How were the new IFDs estimated?

Collation of rainfall database

A database containing data from all available rainfall stations was created. The number of continuously recording (sub-daily) rainfall stations available was significantly greater than the number available to AR&R87 due to the inclusion of data collected by other organisations and provided to the Bureau through the Water Regulations 2008 (Commonwealth).

Type Source Length of record AR&R87 New IFDs
Daily Bureau > 30 years 7500 8074
Continuous Bureau > 8 years 600 754
Continuous Water Regulations > 8 years n/a 1526
map showing

Location of daily read rain gauges

map showing

Location of continuously recording rain gauges


The rainfall records for each of these stations were put through automatic and manual quality control procedures, described in Green et al (2011). Some general types of errors corrected included accumulations, time shifts, missing data, and gross errors. The location information (latitude, longitude and elevation) was also checked.

Undertaking frequency analysis

The Annual Maximum Series (AMS) was extracted from the quality controlled database for (i) all daily-read stations with 30 or more years of record and (ii) all continuously-recording stations with more than 8 years of record. The Annual Maximum Series is the series of maximum rainfalls per calendar year, for a range of rainfall burst durations. Factors were applied to the daily-read rainfalls to convert 9am-to-9am rainfalls to unrestricted 24-hour rainfalls.

A Generalised Extreme Value (GEV) frequency distribution was fitted to the AMS, as this distribution best represents Australian data. The three L-moments (namely, the mean, the coefficient of L-variation (L-CV) and L-skewness) were used to summarise the statistical properties of the AMS data at each station location (Hosking and Wallis, 1997). In order to improve the spatial coverage of the sub-daily rainfall data, a Bayesian Generalised Least Squares Regression (BGLSR) was applied to infer the sub-daily L-moments from those at the daily-read stations. Johnson et al (2012a)

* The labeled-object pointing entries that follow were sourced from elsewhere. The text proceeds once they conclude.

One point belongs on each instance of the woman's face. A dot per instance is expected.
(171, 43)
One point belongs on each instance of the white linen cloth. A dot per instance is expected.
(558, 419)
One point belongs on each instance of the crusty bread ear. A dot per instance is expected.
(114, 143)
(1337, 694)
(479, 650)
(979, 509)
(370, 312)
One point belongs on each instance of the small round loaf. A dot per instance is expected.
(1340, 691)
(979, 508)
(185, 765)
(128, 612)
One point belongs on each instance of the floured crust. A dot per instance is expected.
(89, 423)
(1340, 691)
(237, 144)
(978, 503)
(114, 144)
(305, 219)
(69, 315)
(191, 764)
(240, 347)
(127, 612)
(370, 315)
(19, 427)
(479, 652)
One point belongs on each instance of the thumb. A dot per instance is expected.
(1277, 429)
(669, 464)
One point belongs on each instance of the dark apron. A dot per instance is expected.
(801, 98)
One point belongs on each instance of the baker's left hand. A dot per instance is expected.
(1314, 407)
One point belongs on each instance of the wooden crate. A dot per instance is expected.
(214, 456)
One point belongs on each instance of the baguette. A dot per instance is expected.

Regionalisation of rainfall data

Regionalisation was undertaken to reduce the sampling uncertainty introduced by stations with shorter periods of record by combining L-moments from stations within a region of influence in a manner that gives more weight to the longer records. An Index Rainfall Approach was adopted to do this with station point estimates being regionalised using a Region of Influence Approach. The regionalised L-CV and L-Skewness were combined with the at-site mean to estimate GEV distribution parameters (mean, shape and scale) and rainfall quantiles for any required exceedance probability at each station location. Johnson et al (2012b)

Preparation of final grids

To extend the regionalised GEV distribution parameters of mean, shape and scale to any point in Australia, the at-site values were translated to regular gridded rainfall estimates using thin plate smoothing splines using the ANUSPLIN algorithm. This enabled rainfall quantiles for any required Annual Exceedance Probability to be estimated at any point in Australia. The et al (2012b)

More detailed information

A more detailed explanation of the study can be found in Green et al (2012). A draft Chapter for the revised Australian Rainfall and Runoff which is currently in preparation and due to be released this year will provide further explanation. The Bureau of Meteorology is also preparing a comprehensive report of the derivation of the new IFDs and will publish on its website when available.